Of course, China suffers in such comparisons unfairly, because much of the west’s CO2 emissions are effectively exported east as so many industrial products and consumer goods are manufactured there, rather than locally. Thus, China to some extent gets demonised for generating the energy needed to make all the stuff for Americans and Europeans. The Chinese breathe polluted air so we don’t have to, you could say. But still, China can do its bit to generate that energy that bit more sustainably. Quite a considerable bit, too: a helpful word or two from the mouth of President Xi to the politburo of the Chinese Communist Party would do more to ensure the survival of life on Earth than any number of Extinction Rebellion protesters gluing themselves to Tube trains in London.

This is why the Kerry mission is so important. We may be sure that the president’s envoy would not be travelling to Beijing just to leave empty-handed, and, frankly, any progress would be very welcome. After some unusually sharp exchanges recently between American and Chinese diplomats, and US-led international condemnation of Chinese human rights abuses, it is very surprising, and encouraging, that the Chinese have been willing to give Kerry a hearing.

What seems to be happening, remarkably, is that the different strands of the US-China relationship – human rights, trade, climate – are being run more or less on separate lines. Donald Trump was indiscriminately hostile and abusive towards China, not least causing unnecessary offence by blaming it for Covid and the “China virus”, and provoking a futile trade war. The Biden approach seems to be more subtle. If anything, Biden takes a harder line on the war on the Uighur Muslim people, but is also more willing to engage with China on trade, and, as now, is much more willing to work together on the challenges of the climate crisis.

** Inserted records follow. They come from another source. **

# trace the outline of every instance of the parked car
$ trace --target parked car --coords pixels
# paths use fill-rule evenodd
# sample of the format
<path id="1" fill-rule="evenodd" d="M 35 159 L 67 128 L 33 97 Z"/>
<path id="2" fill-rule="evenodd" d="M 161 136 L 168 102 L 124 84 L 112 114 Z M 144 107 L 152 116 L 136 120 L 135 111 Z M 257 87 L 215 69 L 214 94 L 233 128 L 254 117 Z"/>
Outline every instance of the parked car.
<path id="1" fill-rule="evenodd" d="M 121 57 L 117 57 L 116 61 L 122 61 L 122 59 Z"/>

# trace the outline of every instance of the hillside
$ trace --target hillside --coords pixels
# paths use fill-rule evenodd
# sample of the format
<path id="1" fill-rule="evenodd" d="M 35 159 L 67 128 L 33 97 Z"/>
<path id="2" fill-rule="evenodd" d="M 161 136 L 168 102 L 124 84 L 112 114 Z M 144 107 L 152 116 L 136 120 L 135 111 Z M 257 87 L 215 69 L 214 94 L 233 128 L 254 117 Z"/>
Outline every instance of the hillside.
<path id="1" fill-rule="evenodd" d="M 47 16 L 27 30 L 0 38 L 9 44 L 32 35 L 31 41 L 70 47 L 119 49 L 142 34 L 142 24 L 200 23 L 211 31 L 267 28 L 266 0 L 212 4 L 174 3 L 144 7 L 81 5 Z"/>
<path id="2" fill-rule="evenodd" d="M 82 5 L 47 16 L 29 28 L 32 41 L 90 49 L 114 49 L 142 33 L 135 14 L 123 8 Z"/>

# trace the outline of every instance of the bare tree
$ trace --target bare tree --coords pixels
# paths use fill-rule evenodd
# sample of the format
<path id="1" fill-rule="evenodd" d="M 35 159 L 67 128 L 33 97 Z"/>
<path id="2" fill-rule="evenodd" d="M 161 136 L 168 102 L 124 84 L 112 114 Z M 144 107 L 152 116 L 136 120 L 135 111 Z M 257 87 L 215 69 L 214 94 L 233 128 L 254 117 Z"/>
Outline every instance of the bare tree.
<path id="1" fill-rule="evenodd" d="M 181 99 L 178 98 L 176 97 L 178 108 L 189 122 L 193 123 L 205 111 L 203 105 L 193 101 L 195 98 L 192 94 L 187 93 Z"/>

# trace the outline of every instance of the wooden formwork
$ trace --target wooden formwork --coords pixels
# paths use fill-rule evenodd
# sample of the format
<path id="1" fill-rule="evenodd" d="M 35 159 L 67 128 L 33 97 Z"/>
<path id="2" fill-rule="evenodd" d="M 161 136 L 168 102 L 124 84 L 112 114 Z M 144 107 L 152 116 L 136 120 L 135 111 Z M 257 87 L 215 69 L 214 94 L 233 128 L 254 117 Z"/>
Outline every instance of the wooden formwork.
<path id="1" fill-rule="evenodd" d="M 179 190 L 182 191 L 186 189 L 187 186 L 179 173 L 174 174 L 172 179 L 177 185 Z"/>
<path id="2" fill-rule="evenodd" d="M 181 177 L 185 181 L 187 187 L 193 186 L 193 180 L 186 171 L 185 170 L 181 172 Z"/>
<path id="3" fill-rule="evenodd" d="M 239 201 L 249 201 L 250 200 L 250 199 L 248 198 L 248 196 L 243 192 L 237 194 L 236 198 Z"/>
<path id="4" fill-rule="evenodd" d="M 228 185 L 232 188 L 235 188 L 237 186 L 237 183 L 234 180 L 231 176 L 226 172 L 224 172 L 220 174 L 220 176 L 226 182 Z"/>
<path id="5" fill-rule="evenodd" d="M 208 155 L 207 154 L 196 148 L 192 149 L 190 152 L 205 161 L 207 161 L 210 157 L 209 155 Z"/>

In the eyes of Trump, climate change was some sort of Chinese hoax, to which the best response was to burn more coal and exit the Paris Agreement: the Biden administration takes a more realistic view of it as a real global problem needing international action.

The Kerry visit, then, represents a hopeful moment in Sino-American dialogue, stabilising the most important bilateral relationship in the world. Things needed to be reset after the lunacies of the Trump years. It seems to be possible, against the odds, to criticise and even sanction China on human rights, the Uighur people, Hong Kong and China’s expansionism in the South China Sea, but cooperate on economics and the environment. Maybe it is a bit grubby, but unless we want to let the Chinese suffocate life on Earth, the west doesn’t have much choice.

The blunt truth is that, even if we wanted to, the rest of the world cannot ignore China, still less turn it into a pariah. The nation is an industrial and military superpower. Its Treasury holds vast quantities of American Treasury bonds, and could, if it wished, crash the dollar and financial markets any time it wanted (though it would be irrational to do so). China can exert useful influence on troublesome, dangerous regimes in North Korea and Myanmar. It can use its “Belt and Road” international industrial network for good. More than anything, China has the very future of the planet in the palm of its hand – surely the ultimate in negotiating leverage. If Kerry gets a climate deal in Beijing, there is no need for anyone to have a long face.